I’m currently experiencing my first summer as a full-time academic librarian and it has taken me a while to adjust to the academic “offseason.” As Jennifer Jarson points out in her recent post on summer doldrums, we might expect summer to be slower-paced, but it can often be just as demanding as the regular semester. With fewer students on campus, a handful of workshops to plan and teach, and only occasional reference desk hours, my time for long-term projects is more flexible, but still quite full. Although campus is quieter, there’s still a lot going on as we develop our infrastructure and programs. If anything, my to-do list has lengthened, not shortened.
But instead of systematically working through my lengthy list, as I transitioned to summer I found myself switching between projects and tasks without committing to making substantial progress on any one thing. Prioritizing and focusing felt more challenging than it had during the regular school year. This change in my sense of productivity spurred some reflection on my approach to daily scheduling and for the past few weeks I’ve been developing a strategy to better manage my time and focus my attention.
A Thematic Approach
In mid-June I revisited my to-do list, annual goals, and calendar, trying to find a way to refocus. As I reflected, I remembered a productivity approach I had heard about in passing: setting a theme to focus on during each workday. As Twitter founder Jack Dorsey explains, theming your days can help you to manage time and attention. A daily theme gives you something to come back to whenever you’re distracted or interrupted. The idea of theming also appealed to me as a way to take some of the uncertainty out of prioritizing daily tasks. If Monday is X day, I can focus on X without feeling guilty about not making progress on Y.

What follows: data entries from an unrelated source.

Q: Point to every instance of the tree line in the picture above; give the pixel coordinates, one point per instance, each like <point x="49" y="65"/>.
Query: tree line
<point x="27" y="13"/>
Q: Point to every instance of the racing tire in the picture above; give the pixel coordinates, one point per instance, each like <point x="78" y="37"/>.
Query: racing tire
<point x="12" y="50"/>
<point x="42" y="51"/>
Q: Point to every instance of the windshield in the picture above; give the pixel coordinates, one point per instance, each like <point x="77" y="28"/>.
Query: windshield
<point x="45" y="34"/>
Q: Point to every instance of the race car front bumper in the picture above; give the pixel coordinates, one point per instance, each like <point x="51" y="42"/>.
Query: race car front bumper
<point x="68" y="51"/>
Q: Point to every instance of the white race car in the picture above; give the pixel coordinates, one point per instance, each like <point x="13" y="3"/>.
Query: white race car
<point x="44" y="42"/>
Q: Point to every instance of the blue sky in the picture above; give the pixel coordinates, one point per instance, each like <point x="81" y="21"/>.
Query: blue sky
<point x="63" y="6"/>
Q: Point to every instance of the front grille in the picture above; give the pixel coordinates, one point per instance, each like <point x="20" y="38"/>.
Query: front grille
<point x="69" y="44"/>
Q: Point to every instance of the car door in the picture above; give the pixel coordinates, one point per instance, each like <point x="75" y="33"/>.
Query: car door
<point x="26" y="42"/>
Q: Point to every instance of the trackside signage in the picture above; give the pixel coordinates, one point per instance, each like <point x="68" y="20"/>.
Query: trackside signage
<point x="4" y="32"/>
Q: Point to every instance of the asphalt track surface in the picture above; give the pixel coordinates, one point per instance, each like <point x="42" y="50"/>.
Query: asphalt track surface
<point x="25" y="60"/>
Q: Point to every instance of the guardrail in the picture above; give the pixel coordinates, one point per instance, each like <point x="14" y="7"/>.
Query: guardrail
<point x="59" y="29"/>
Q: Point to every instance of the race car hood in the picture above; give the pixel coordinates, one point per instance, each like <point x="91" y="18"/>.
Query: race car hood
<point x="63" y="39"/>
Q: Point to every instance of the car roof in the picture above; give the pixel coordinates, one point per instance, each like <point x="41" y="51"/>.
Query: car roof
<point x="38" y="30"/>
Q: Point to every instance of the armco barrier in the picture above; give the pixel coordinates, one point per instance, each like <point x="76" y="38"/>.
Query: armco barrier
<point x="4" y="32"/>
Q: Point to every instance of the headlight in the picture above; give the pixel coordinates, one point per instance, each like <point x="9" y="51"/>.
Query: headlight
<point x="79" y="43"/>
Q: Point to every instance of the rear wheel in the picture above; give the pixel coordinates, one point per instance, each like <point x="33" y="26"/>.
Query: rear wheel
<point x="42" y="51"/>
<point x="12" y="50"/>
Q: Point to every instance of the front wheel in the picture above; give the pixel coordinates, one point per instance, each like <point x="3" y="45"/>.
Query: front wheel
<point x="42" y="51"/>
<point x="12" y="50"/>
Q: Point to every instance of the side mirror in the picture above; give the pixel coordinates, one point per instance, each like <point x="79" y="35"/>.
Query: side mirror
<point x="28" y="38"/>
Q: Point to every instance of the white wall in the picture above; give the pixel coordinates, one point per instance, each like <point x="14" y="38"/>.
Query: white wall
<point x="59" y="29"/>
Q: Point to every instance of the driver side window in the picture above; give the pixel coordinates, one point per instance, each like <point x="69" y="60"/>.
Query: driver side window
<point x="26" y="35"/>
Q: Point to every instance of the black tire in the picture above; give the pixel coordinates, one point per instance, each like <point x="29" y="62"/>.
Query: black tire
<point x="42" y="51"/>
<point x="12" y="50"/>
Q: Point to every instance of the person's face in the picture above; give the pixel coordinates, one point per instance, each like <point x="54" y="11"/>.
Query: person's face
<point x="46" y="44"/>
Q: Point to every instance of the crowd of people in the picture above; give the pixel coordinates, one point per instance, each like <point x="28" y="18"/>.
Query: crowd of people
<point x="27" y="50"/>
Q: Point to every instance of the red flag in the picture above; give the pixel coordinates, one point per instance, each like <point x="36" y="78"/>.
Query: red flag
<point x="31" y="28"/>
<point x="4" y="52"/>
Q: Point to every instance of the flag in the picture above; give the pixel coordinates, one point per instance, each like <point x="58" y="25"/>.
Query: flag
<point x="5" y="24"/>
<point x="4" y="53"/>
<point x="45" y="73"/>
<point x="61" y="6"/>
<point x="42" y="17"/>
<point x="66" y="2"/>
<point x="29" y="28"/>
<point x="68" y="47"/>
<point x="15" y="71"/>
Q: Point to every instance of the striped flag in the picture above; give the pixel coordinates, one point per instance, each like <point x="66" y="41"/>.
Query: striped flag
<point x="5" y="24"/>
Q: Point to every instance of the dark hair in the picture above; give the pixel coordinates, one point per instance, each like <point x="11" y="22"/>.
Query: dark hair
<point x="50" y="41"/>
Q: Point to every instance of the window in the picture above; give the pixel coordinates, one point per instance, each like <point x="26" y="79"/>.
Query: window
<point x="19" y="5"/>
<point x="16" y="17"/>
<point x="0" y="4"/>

To establish themes, Kate Erickson of Entrepreneur on Fire suggests first listing the kinds of things you do on a regular basis. For me, these are things like lesson planning, teaching workshops, consulting with faculty and students, writing emails, planning, committee work, and research. With your recurring activities in mind, you can choose four or five that you do most often or group tasks together into broader areas. Due to the nature of my schedule and the way I split up my tasks, the latter made more sense to me. However, when I tried to group my tasks into themes, I kept falling back into wanting to do everything every day. I had trouble distancing myself enough to see a pattern that would work.
The Strength Connection
My next breakthrough came when I considered my results from Gallup’s StrengthsFinder assessment, which I had taken along with colleagues in my department last winter. I had been trying, since then, to incorporate my Strength areas into goal-setting, but had gotten stuck on translating things like empathy and reflection into concrete goals. When I thought about using these strengths as a frame for my workdays, the patterns fell into place. Mondays and Tuesdays are now my Achiever days and I focus on teaching and planning. On Wednesdays I work on connecting, keeping Empathy in mind. Thursdays are Learning and Input days. And on Fridays I keep Intellection in mind, focusing on reflection and writing tasks.

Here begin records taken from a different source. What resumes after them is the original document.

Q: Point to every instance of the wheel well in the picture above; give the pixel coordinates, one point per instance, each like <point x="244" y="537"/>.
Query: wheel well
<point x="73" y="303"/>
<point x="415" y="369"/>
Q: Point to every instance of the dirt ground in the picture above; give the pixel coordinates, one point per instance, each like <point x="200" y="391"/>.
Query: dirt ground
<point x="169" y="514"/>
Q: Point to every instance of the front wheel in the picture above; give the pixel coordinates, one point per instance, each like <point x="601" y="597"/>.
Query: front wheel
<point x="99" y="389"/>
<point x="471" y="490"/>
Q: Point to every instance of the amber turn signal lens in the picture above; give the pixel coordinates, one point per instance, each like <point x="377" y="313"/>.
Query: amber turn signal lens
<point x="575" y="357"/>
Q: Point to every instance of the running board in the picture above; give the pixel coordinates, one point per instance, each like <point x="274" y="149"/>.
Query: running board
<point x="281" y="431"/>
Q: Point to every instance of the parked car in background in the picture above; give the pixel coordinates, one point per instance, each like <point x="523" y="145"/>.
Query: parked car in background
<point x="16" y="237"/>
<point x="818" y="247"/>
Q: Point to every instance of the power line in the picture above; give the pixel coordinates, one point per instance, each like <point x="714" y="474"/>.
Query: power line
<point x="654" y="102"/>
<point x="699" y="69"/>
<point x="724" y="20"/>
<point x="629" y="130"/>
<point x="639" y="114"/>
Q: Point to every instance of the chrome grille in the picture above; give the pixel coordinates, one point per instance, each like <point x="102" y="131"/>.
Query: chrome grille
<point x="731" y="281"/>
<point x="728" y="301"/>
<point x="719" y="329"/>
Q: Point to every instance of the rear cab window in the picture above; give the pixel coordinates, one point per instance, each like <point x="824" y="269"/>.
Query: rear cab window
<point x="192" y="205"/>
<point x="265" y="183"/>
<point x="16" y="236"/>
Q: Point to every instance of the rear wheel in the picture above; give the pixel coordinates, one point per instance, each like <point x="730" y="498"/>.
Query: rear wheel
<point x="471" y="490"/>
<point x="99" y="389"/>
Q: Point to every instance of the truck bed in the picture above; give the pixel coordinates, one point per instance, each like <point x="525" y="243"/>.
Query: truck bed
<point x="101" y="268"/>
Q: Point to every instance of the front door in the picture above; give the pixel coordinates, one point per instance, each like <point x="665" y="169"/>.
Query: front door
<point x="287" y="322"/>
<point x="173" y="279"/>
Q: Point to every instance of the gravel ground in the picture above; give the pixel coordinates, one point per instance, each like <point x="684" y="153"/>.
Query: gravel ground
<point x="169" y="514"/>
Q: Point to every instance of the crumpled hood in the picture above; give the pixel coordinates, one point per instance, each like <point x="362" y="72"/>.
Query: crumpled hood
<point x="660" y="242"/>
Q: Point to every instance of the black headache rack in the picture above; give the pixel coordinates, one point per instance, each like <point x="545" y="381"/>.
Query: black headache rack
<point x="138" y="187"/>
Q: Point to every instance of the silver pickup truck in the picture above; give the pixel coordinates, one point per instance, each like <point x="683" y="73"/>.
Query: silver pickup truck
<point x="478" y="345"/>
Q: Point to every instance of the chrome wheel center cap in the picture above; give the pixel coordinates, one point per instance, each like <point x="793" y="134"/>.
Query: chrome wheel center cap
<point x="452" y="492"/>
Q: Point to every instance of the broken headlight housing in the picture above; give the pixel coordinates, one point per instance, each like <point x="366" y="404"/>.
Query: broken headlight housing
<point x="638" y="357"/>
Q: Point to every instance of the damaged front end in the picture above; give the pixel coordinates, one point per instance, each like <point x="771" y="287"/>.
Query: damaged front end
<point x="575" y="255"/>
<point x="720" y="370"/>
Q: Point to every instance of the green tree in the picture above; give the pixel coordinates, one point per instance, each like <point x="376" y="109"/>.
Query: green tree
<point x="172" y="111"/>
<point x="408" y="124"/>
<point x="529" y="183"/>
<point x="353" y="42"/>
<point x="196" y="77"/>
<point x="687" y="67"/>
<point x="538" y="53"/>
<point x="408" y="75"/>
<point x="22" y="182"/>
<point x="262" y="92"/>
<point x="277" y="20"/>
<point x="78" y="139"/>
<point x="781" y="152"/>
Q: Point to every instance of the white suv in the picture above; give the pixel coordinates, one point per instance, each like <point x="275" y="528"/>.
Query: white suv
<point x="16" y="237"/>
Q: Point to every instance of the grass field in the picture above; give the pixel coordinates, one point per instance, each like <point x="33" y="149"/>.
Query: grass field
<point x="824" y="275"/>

StrengthsFinder works well for me as an organizing framework, but many other frames could serve a similar purpose. Maybe there are areas of your strategic plan, yearly goals, or job description that you want to keep in mind as you set themes for each day. Whatever larger framing you use, I think the most powerful potential in setting themes is making an explicit connection between daily (even mundane) tasks and the bigger picture impact of your work. For example, when I catch up on emails to teaching faculty on Wednesdays, I can be a little more mindful of the relationships and connections I’m trying to build.
Implementation
Once I chose my themes, I did two things to put them into action. First, I set reminders on my calendar with the theme for each day of the work week. Then, I adjusted my to-do list so that it would align with my themes. I recently started using TeuxDeux, which lets you assign yourself daily tasks as well as keep track of long-term to-dos in multiple categories. Organizing my long-term to-do list around my themes has made it much easier for me to prioritize my daily tasks and to keep my work varied. I spend less time deciding what to work on when. Of course there are often time-sensitive, off-theme things that I need to take care of or participate in; I address these as they come up and then check back in with my main theme when I can.

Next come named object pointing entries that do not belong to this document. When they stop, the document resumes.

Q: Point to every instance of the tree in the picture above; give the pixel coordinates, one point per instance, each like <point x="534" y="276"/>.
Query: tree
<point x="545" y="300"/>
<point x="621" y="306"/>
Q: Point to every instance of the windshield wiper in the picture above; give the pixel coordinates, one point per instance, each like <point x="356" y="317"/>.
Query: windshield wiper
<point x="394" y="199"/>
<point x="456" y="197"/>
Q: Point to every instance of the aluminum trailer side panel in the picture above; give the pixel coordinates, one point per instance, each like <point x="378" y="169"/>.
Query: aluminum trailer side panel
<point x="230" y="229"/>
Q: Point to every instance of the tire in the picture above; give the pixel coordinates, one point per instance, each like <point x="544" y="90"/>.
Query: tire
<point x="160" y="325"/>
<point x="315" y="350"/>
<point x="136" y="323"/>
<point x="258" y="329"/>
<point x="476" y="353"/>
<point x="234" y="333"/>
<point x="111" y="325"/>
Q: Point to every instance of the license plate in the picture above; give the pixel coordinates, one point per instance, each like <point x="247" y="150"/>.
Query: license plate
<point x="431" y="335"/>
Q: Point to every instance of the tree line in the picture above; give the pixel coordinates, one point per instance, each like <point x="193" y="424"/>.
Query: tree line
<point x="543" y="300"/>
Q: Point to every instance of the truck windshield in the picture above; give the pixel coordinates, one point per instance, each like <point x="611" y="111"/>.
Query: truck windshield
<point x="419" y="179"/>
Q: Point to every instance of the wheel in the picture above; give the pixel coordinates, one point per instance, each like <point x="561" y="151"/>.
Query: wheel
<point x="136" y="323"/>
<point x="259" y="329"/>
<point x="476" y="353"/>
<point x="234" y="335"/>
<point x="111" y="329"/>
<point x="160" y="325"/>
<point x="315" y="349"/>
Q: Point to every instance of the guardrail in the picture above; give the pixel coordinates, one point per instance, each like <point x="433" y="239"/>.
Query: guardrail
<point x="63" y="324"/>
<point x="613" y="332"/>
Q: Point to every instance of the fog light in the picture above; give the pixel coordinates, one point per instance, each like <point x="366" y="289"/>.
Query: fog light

Setting themes is a flexible approach with a lot of room for creative applications. I plan to use my current workflow throughout the summer and then reasses at the beginning of the new semester. When my teaching and consults pick up again, I may want to reset my themes each week, instead of repeating them. I may want to use more specific themes or maybe even broader ones. I’ll continue to adapt my overall strategy, but I think the central idea of setting an intention for each day that helps me to clarify what I’m doing and why will continue to push me forward.
How have you worked on staying focused and engaged this summer? How do you approach time management and prioritizing? I’d love to hear about your methods.